Отдельно надо сказать об идее создания торгового блока в Западном полушарии. Пока здесь сохраняется стабильность. Но если этот блок попытаются использовать в качестве оружия, это может оказаться очень опасным. Так что, на мой взгляд, стране предстоит решить, в какой географической сфере лежит ее будущее. Даже если подходить с чисто силовых позиций, Америка гораздо больше приобретает от союза с Японией. А если учесть, что сила базируется на военной и экономической мощи и силе знаний, моя оценка находит лишь большее подтверждение. Япония обладает, если сравнивать ее не с Америкой, а с другими странами, отнюдь не малой силой. В сфере экономики Япония наряду с Америкой занимает доминирующее положение в мире. Что же касается знаний, то есть науки, технологии и т.п., то соединение здесь усилий Японии и Америки принесет много пользы, в то время как возможный конфликт в этой области явился бы катастрофой. При этом ведь вовсе не обязательно что-то или кого-то завоевывать…Мне вспоминается, как много лет назад один австралийский автор опубликовал совет — всегда надо сдаваться, от этого получаешь гораздо больше выгоды.
— Мы вступаем в постиндустриальную эру. Как проявляется она в американском обществе? В некоторых трудах его именуют технотронным…
— Мы называем его обществом «третьей волны», употребляя этот термин, чтобы обозначить его отличие от других обществ, связанных, например, с промышленной революцией…

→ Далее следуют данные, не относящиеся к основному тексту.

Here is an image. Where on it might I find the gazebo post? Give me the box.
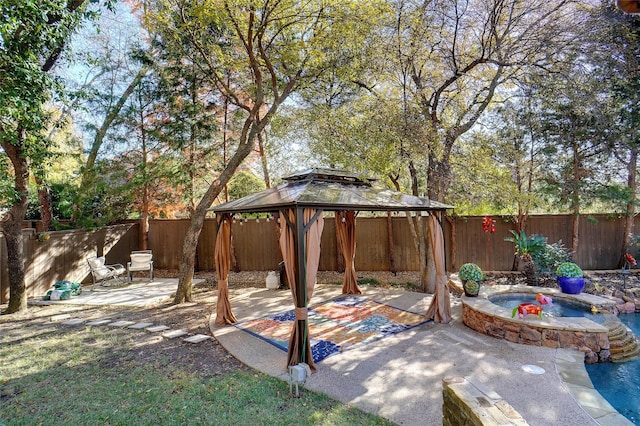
[293,206,309,364]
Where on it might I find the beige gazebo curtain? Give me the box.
[279,208,323,370]
[425,211,451,323]
[214,213,238,327]
[305,209,324,301]
[336,210,361,294]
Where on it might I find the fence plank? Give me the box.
[2,214,638,303]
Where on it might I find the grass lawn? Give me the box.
[0,310,393,426]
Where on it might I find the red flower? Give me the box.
[625,253,637,266]
[482,216,496,234]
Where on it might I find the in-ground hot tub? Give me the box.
[461,285,617,363]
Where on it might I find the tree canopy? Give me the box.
[2,0,640,311]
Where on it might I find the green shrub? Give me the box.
[504,230,546,258]
[533,241,572,276]
[357,277,380,286]
[459,263,483,282]
[463,280,479,294]
[556,262,583,278]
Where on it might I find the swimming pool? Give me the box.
[586,313,640,425]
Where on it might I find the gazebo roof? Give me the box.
[208,168,453,214]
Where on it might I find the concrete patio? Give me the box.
[26,278,631,425]
[211,284,631,426]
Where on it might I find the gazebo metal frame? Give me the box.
[208,168,453,371]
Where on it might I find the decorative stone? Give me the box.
[503,323,521,333]
[86,319,112,326]
[62,318,87,325]
[598,334,609,349]
[541,339,560,348]
[183,334,212,343]
[584,351,598,364]
[598,349,611,362]
[108,320,136,328]
[443,376,466,385]
[617,301,636,314]
[50,314,72,321]
[128,322,154,329]
[162,329,188,339]
[146,325,171,332]
[520,327,542,343]
[461,287,613,363]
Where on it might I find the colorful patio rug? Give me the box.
[234,295,431,363]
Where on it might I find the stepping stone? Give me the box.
[183,334,211,344]
[162,329,189,339]
[86,319,113,326]
[108,320,136,328]
[50,314,72,322]
[128,322,154,330]
[146,325,171,332]
[62,318,87,326]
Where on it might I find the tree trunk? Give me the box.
[424,217,436,293]
[335,214,345,273]
[427,152,452,203]
[570,137,581,256]
[140,104,149,250]
[415,215,430,292]
[35,175,53,231]
[619,146,637,268]
[386,212,396,274]
[523,254,538,286]
[74,66,148,221]
[173,126,259,303]
[407,161,434,292]
[230,234,240,273]
[446,215,457,271]
[257,132,271,188]
[1,132,30,314]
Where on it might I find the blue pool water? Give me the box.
[586,314,640,425]
[489,293,592,318]
[489,293,639,423]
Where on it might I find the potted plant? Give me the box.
[504,230,546,286]
[556,262,584,294]
[459,263,483,296]
[463,280,480,297]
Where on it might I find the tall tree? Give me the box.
[591,4,640,265]
[537,71,611,254]
[393,0,581,202]
[144,0,386,303]
[0,0,109,314]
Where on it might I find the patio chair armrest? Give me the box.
[105,263,124,271]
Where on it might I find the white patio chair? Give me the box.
[87,256,126,288]
[127,250,154,282]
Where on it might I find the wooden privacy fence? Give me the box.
[0,224,138,304]
[449,214,630,271]
[1,214,636,304]
[149,213,636,272]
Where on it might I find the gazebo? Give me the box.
[208,168,453,371]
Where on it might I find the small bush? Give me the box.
[556,262,583,278]
[459,263,483,282]
[534,241,572,276]
[357,277,380,286]
[463,280,479,294]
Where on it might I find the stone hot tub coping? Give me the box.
[464,284,616,333]
[461,284,617,363]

— Видите ли, эти термины выделяют только какую-то одну сторону общества — технотронность, науку, технологию или промышленность, мы же пытаемся найти более всеобъемлющее понятие. Та же промышленная революция, например, изменила не только производство, она привела к смене концепции семьи, религии, а не одной лишь технологии. Отсюда и проистекала основная причина нашего подсознательного сопротивления смене привычной терминологии. Было это лет двадцать назад. Потом мы попробовали использовать термин «сверхпромышленное», но и он не прижился, ибо оказался слишком узок. Тогда и был придуман термин «третья волна». Третья потому, что первой была сельскохозяйственная революция, второй — промышленная. А волна — потому, что это слово, во-первых, предполагает динамизм, во-вторых, не фокусируется на какой-либо одной стороне общества, в третьи, никакие изменения в обществе не происходили равномерно, они всегда происходили волнообразно. Например, индустриализация подрывает сельское хозяйство — это конфликт первой волны. Развитие промышленности приводит к увеличению загрязнения окружающей среды — это конфликт второй волны. А когда буржуазное мировоззрение вступает в конфликт с феодальными интересами — это уже конфликт третьей волны. Cюда же относятся конфликты, затрагивающие семью, политические партии и так далее. Это и привело нас к мысли использовать образ волны, как наиболее полно характеризующий положение вещей.